Ah, okay. I was sitting here like...que!? :D
I think such a list is multi-faceted: Yes, to offer further reading and inspiration, but also show influences on D&D.
Fair enough. This particular disagreement isn't especially likely to take us anywhere interesting. I just don't care about preserving lists of what works influenced other works. This is possibly related to my dislike of traditionalism, and further related indifference toward traditions.
I was saying that you are hung up on my usage of that quote, while ignoring the basic point or the other analogies I made. As I said, I used that quote because it suggests how one thing can lead to worse things.
I just...it's not...what the quote means, though. It doesn't suggest that one thing can lead to worse things. It states quite clearly that ignoring harm done to your neighbor is short sighted and foolish. It is not suggesting that had the Nazis changed the order of who they came for things would have gone differently. It is not a slippery slope.
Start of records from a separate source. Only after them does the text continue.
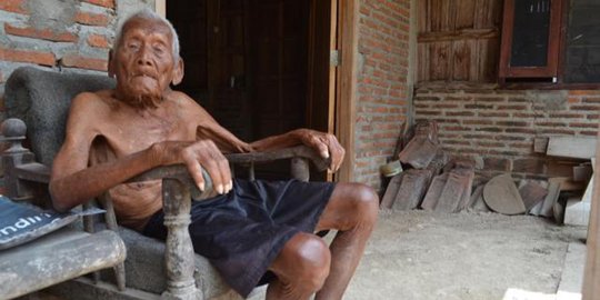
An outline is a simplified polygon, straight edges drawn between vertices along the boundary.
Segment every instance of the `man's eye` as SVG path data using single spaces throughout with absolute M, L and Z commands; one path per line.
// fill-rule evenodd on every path
M 162 47 L 154 47 L 154 52 L 158 53 L 158 54 L 162 54 L 162 53 L 164 53 L 164 48 L 162 48 Z

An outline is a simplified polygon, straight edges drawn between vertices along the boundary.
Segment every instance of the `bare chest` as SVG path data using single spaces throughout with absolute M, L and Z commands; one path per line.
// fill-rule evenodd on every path
M 126 116 L 116 114 L 100 127 L 93 142 L 96 151 L 110 151 L 122 157 L 142 151 L 162 141 L 190 141 L 196 139 L 196 126 L 178 114 Z M 93 151 L 93 150 L 92 150 Z

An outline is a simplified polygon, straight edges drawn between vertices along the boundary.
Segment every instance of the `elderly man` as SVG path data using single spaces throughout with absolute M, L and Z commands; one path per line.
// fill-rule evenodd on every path
M 64 144 L 54 159 L 50 191 L 64 211 L 112 198 L 119 222 L 164 239 L 160 181 L 123 183 L 158 166 L 184 163 L 203 189 L 201 168 L 219 193 L 192 204 L 190 236 L 226 281 L 247 296 L 269 282 L 268 299 L 341 299 L 373 229 L 378 197 L 359 183 L 232 180 L 222 152 L 251 152 L 304 143 L 331 158 L 336 137 L 298 129 L 251 143 L 220 127 L 197 102 L 173 91 L 183 77 L 172 26 L 149 10 L 122 26 L 109 58 L 113 90 L 72 101 Z M 330 247 L 313 234 L 337 229 Z M 262 280 L 261 280 L 262 279 Z

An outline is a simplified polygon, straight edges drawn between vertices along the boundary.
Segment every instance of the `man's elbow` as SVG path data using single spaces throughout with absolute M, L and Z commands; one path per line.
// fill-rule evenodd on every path
M 52 208 L 56 211 L 58 211 L 58 212 L 67 212 L 72 208 L 72 206 L 69 206 L 68 202 L 64 201 L 66 196 L 58 192 L 58 190 L 60 190 L 60 189 L 57 189 L 56 184 L 52 184 L 52 182 L 50 182 L 49 190 L 50 190 L 50 198 L 52 199 Z

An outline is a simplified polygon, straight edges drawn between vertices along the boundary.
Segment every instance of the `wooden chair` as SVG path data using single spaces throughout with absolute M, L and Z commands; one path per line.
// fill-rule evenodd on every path
M 32 152 L 24 149 L 19 156 L 4 153 L 9 158 L 4 164 L 4 182 L 10 197 L 48 201 L 44 186 L 49 179 L 48 166 L 51 166 L 64 139 L 71 99 L 83 91 L 112 87 L 114 82 L 107 77 L 63 74 L 31 67 L 19 68 L 11 74 L 6 86 L 7 114 L 24 121 Z M 11 136 L 11 139 L 22 139 L 14 133 L 18 130 L 10 126 L 18 122 L 14 119 L 4 121 L 4 134 Z M 37 162 L 33 161 L 33 153 Z M 321 171 L 328 163 L 307 147 L 228 156 L 231 164 L 248 166 L 250 178 L 253 178 L 254 164 L 279 159 L 290 159 L 291 177 L 304 181 L 309 180 L 308 160 L 313 161 Z M 76 299 L 158 299 L 159 296 L 163 299 L 223 299 L 223 294 L 239 298 L 207 259 L 193 253 L 187 230 L 190 194 L 197 193 L 194 198 L 208 194 L 210 178 L 207 174 L 204 178 L 204 194 L 194 188 L 183 166 L 157 168 L 130 180 L 162 179 L 163 210 L 166 220 L 169 220 L 166 221 L 169 233 L 164 243 L 119 227 L 110 199 L 101 197 L 99 202 L 107 210 L 106 227 L 118 232 L 127 247 L 124 263 L 116 268 L 114 276 L 103 272 L 92 279 L 79 278 L 54 286 L 52 291 L 66 298 L 77 294 Z M 39 204 L 40 201 L 34 202 Z M 88 231 L 94 231 L 93 221 L 87 220 L 84 223 Z M 116 284 L 108 283 L 110 277 L 116 278 Z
I hear that you didn't like me using that quote, but I don't see the point in continuing to hammer away at it, rather than address the slippery slope argument from a different angle (or the other analogies I used).
Well, to be fair, i find very nearly all arguments for the validity of the slippery slope to be laughable, so I'm not sure there is much discussion to be had, there.

Disclaimers on music albums didn't lead to increased censorship of music, and indeed music has become more and more widely blatant in discussion of sex, drugs, violence, and other once verboten topics in the years since those disclaimers were introduced.
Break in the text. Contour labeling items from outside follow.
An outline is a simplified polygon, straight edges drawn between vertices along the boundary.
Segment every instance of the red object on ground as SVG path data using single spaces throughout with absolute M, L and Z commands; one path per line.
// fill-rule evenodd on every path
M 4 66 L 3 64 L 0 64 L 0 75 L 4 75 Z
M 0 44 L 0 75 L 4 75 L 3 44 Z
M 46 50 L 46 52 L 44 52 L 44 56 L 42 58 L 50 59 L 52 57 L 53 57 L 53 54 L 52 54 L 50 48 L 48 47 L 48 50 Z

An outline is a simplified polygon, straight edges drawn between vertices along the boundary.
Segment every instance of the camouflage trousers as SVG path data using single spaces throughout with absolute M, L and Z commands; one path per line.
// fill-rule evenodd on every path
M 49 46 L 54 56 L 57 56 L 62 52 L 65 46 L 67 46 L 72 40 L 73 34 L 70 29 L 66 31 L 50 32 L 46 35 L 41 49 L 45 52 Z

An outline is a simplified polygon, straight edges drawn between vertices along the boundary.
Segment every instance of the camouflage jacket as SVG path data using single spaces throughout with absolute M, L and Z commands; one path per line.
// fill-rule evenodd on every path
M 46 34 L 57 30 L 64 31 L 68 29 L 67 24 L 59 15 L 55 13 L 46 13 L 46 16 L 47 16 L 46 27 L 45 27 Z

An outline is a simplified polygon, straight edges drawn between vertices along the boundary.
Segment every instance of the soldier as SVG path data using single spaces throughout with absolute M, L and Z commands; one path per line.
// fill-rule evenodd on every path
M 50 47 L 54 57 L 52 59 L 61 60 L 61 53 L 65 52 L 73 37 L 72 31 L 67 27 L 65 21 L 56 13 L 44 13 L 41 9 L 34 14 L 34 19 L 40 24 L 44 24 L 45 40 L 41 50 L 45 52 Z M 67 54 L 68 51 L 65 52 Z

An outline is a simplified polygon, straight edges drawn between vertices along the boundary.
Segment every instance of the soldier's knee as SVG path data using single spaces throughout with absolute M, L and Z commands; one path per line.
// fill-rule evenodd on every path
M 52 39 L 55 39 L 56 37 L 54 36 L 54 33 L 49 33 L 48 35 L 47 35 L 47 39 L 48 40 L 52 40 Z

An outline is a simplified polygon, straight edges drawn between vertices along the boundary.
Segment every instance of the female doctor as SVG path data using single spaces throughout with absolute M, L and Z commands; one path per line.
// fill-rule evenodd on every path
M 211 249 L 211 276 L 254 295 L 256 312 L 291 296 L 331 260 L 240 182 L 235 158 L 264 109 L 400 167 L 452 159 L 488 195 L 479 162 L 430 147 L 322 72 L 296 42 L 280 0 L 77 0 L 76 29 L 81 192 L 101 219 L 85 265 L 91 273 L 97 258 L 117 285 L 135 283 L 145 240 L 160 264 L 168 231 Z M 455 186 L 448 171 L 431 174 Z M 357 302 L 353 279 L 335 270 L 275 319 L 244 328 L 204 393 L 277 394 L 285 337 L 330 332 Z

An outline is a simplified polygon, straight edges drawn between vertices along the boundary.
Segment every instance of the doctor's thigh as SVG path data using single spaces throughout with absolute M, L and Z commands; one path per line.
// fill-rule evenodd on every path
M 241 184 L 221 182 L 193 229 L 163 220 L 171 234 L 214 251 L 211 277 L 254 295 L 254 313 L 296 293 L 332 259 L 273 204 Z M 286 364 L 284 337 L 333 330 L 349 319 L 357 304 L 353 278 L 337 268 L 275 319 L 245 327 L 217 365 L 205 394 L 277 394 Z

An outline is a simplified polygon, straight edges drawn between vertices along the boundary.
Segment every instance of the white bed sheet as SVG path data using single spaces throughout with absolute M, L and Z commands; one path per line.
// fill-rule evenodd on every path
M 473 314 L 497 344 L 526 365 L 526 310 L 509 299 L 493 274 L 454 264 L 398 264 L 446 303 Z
But even if we ignore that, and look at actual cases of escalating action, which is the closest thing I can think of to a non-absurd slippery slope, like the Nazi Bar Rule, or how the nazis took the Rhineland and then looked around furtively to see if they'd get stomped on for it, and then escalated when nothing happened, the idea of comparing any such case to the topic at hand is just....wildly out of proportion. There is no similarity.
 

Remathilis

Legend
You know, @squibbles did this already, but I'm going to do this again: the OP brought up a list of things that WOTC could do. Again, here they are:

OP's suggestions are great, but to splash some cold water in them, they probably aren't worth* the cost to implement them.

First, the back catalog of D&D books is massive. It would take a team of consultants years to go though it all. That would be at best a full time job for a number of people to do. That costs money.

Second, Dragon+ is a poor vessel for distribution of material. Barely anything of value beyond puff pieces and ad copy gets put in it, it's mostly gated by a (free) app, and I wager less people read it than post in your typical D&D social media site.

Third, getting old authors who no longer work for D&D to issue mea culpas is a longshot. Some might do it for free as a gesture to the community, some might do it as a paid freelance commission (pay your creators, always) and some might not consider it a worthwhile endeavor. Bob Salvatore has books coming out to sell so it makes sense to address the elephants, but what does a creator long removed from some work for hire project gain by doing this. I guarantee few people today under the age of 30 know that Orcs of Thar even exists, let alone Bruce wrote it.

All of this would cost money. And since we still live in a capitalist society, we have to weigh it in terms of value gained. Is having a team of people read old material, publish corrections, and then get the old authors to compose reflections on that going to improve sales? Does it help sell copies of the next D&D book, or even sell copies of Orcs of Thar? Is the cost even equal to the sales it gets on DMs Guild? Is the cost of ignoring it or slapping a boilerplate warning less than this endeavor? Will not doing it hurt sales of the next D&D book? Is it just better to remove the back catalog again?

It's a nice, noble gesture the op is describing, but unless it makes WotC money or at the very least stops wotc from losing a significant amount money, it's not happening.

* Of course, it may have value to those who were offended or demeaned by it, but unless that translates into greater sales, good will only goes so far.